Department of General Surgery, Capital Institute of Pediatrics, Beijing, China.
MyGenostics Inc, Beijing, China.
Sci Rep. 2017 Nov 1;7(1):14796. doi: 10.1038/s41598-017-14835-6.
Hirschsprung disease (HSCR) is a common cause of functional colonic obstruction in children. The currently available genetic testing is often inadequate as it mainly focuses on RET and several other genes, accounting for only 15-20% of cases. To identify novel, potentially pathogenic variants, we isolated a panel of genes from a whole-exome sequencing study and from the published mouse aganglionosis phenotypes, enteric nervous system development, and a literature review. The coding exons of 172 genes were analyzed in 83 sporadic patients using next-generation sequencing. Rare stop-gain, splice-site variants, frameshift and in-frame insertions/deletions and non-synonymous variants (conserved and predicted to be deleterious) were prioritized as the most promising variants to have an effect on HSCR and subjected to burden analysis. GeneMANIA interaction database was used to identify protein-protein interaction-based networks. In addition, 6 genes (PTPN13, PHKB, AGL, ZFHX3, LAMA1, and AP3B2) were prioritized for follow-up studies: both their time-space expression patterns in mouse and human colon showed that they are good candidates for predicting pathogenicity. The results of this study broaden the mutational spectrum of HSCR candidate genes, and they provide an insight into the relative contributions of individual genes to this highly heterogeneous disorder.
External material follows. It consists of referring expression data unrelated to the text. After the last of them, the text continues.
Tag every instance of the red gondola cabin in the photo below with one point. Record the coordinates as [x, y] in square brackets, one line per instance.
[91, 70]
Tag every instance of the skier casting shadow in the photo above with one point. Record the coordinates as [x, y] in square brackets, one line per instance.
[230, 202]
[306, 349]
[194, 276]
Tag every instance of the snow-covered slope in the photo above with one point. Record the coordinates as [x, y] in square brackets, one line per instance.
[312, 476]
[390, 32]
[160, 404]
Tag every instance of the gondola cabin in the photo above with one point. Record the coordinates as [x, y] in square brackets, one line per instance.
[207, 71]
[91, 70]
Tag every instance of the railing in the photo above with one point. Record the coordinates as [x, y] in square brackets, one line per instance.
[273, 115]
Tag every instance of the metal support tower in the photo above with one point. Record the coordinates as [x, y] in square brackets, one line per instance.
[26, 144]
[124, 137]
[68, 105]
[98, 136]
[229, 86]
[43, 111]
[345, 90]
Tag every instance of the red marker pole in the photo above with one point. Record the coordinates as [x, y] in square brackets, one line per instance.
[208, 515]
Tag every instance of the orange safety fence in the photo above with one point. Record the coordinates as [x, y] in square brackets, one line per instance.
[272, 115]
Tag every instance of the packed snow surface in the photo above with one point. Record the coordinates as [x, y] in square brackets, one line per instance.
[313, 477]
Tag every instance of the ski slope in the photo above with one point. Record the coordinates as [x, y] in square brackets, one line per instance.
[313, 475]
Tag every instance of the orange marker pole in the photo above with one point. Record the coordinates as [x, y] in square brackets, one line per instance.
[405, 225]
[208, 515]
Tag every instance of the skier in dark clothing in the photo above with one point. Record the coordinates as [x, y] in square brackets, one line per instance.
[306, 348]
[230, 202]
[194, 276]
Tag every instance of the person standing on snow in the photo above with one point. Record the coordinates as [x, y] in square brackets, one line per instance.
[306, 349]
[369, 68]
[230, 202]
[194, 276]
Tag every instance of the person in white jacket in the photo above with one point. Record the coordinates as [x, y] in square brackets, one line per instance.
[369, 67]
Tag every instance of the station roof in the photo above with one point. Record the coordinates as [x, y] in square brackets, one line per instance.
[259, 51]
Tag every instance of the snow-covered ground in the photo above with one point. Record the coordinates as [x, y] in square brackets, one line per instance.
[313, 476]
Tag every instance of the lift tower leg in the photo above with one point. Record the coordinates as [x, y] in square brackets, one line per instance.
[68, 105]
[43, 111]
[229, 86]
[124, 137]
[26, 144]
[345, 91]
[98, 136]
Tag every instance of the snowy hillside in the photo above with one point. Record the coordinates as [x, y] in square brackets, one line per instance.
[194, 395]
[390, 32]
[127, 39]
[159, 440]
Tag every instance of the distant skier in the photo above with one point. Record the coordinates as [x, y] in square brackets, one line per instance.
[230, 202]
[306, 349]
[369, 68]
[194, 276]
先天性巨结肠症(HSCR)是儿童常见的功能性结肠梗阻原因。目前可用的遗传检测通常不够充分,因为它主要集中在 RET 和其他几个基因上,仅占病例的 15-20%。为了鉴定新的、潜在的致病性变体,我们从全外显子组测序研究和已发表的小鼠无神经节细胞表型、肠神经系统发育以及文献综述中分离出一组基因。使用下一代测序对 83 名散发性患者的 172 个基因的编码外显子进行了分析。稀有终止增益、剪接位点变体、移码和框内插入/缺失以及非同义变体(保守且预计为有害的)被优先作为对 HSCR 有影响的最有前途的变体,并进行了负担分析。使用 GeneMANIA 互作数据库来识别基于蛋白-蛋白互作的网络。此外,还优先选择了 6 个基因(PTPN13、PHKB、AGL、ZFHX3、LAMA1 和 AP3B2)进行后续研究:它们在小鼠和人结肠中的时空表达模式表明,它们是预测致病性的良好候选基因。这项研究拓宽了 HSCR 候选基因的突变谱,并深入了解了个别基因对这种高度异质性疾病的相对贡献。